In its 2018 budget, the province also laid out plans to boost funding for the cultural sector and open tax credits to digital-only projects.

Quebec finance minister Carlos Leitão has followed through on a pledge to begin collecting sales tax on foreign-based digital services.

The provincial budget for 2018/19, announced March 27, says the measure will come into effect starting Jan. 1, 2019.

“Foreign suppliers whose business income from providing taxable supplies, intangibles and services in Québec including online provision of digital content (music or film, for example) to Québec consumers exceeds $30,000 per year will be obliged to register for the QST system and will be required to collect QST and remit it to Revenu Québec,” read the budget document, which added that Quebec’s is the “first government in Canada to tackle this challenge.”

In recent months, the Quebec government has grown increasingly critical of the federal government’s reluctance to tax digital companies headquartered outside of Canada. In November, Quebec finance minister Carlos Leitao sent a letter to federal finance minister Bill Morneau saying that “Quebec will have no choice but to act alone” if the federal government did not come to an arrangement to collect sales tax on foreign-based digital firms.

The provincial move to tax digital giants, including Netflix, Amazon and Facebook, was applauded by some members of the local industry. In a statement issued following the budget’s unveiling, Quebecor president and CEO Pierre Karl Péladeau, who has been vocal on the subject, welcomed the decision and called out the federal government for refusing to tax foreign-based digital companies.

Hélène Messier, president and CEO of the Quebec Association of Media Production (AQPM), also welcomed the move, saying it would help restore a certain equity between Quebec companies and foreign-based digital businesses operating in the same space.

In other budget news, the provincial government also pledged $509 million by 2022-2023 to implement a number of new cultural policy objectives.

Of that $509 million, the 2018 budget earmarked $116.3 million over the next five years to invest in Québec culture in the digital environment, including a significant change in the provincial tax credits. Going forward, screen-based projects destined only for digital platforms are now also eligible for a rebate (previously, digital projects were eligible only when they were also broadcast on television or screened in a movie theatre). The boost will see $11.6 million added to the total tax-credit pot over the next five years. The move also brings Quebec’s provincial tax credit into line with federal ones, after CAVCO last year altered its guidelines to make projects distributed solely via online platforms eligible for the credit.

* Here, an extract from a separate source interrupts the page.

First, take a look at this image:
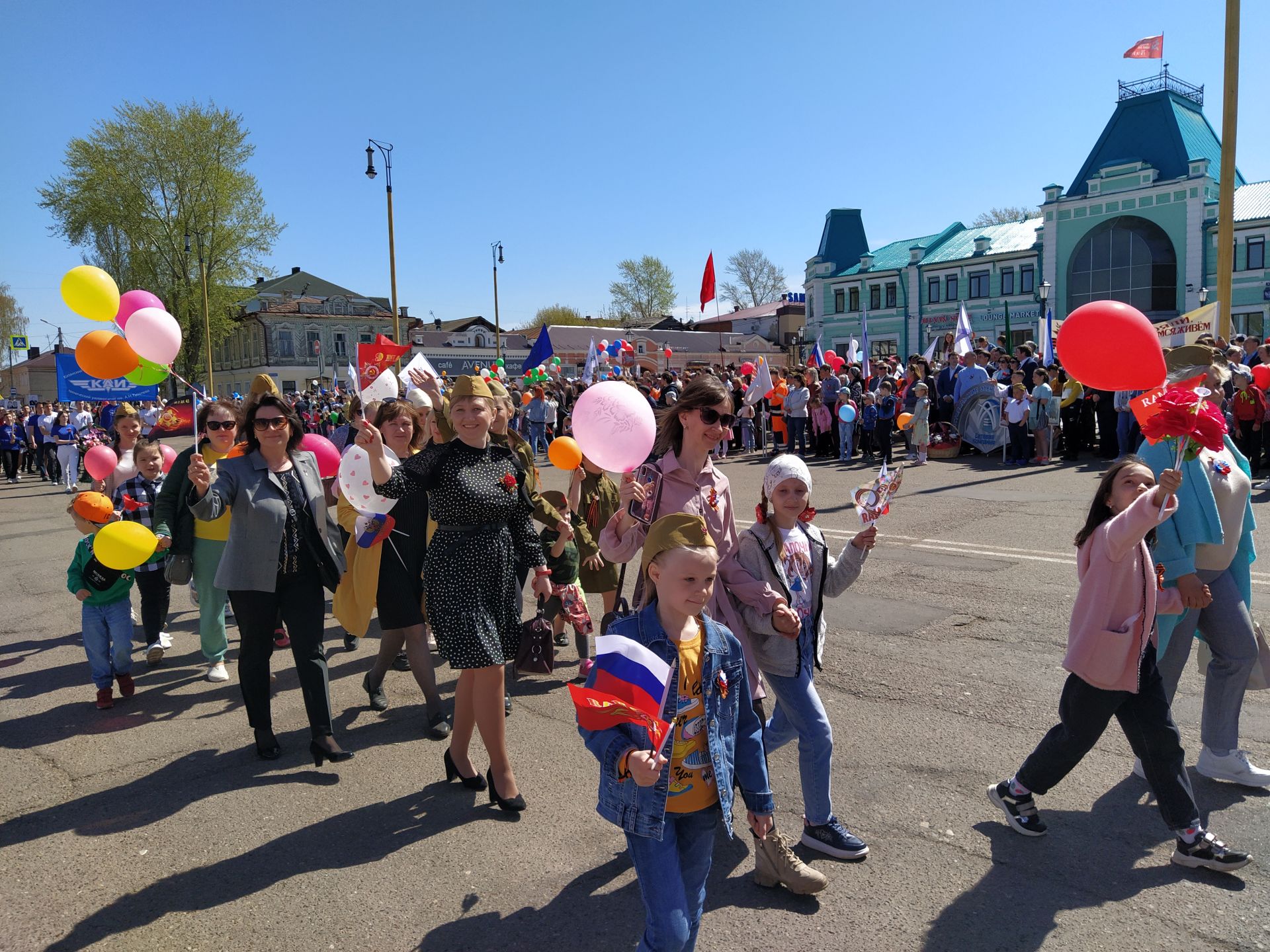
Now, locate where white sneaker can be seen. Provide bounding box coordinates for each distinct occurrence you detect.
[1195,748,1270,787]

“Extending the tax credit is an update required for the new reality of the audiovisual market that will better support Québec artists and creators,” read the budget document.

In addition, the province increased its tax credit for film dubbing by $3 million over five years. 

Also included in the $116.3 million funding boost earmarked for supporting digital growth, the government pledged $40 million to “support cultural enterprises with the digital shift” (with more details to be announced by the Minister of Culture and Communications at a later date) and $64.7 million to implement a tax credit to support the digital transformation of print media companies.

As well, the budget also increased the funding for SODEC (Société de développement des entreprises culturelles) and CALQ (Conseil des arts et des lettres du Québec) by a combined $100 million over five years.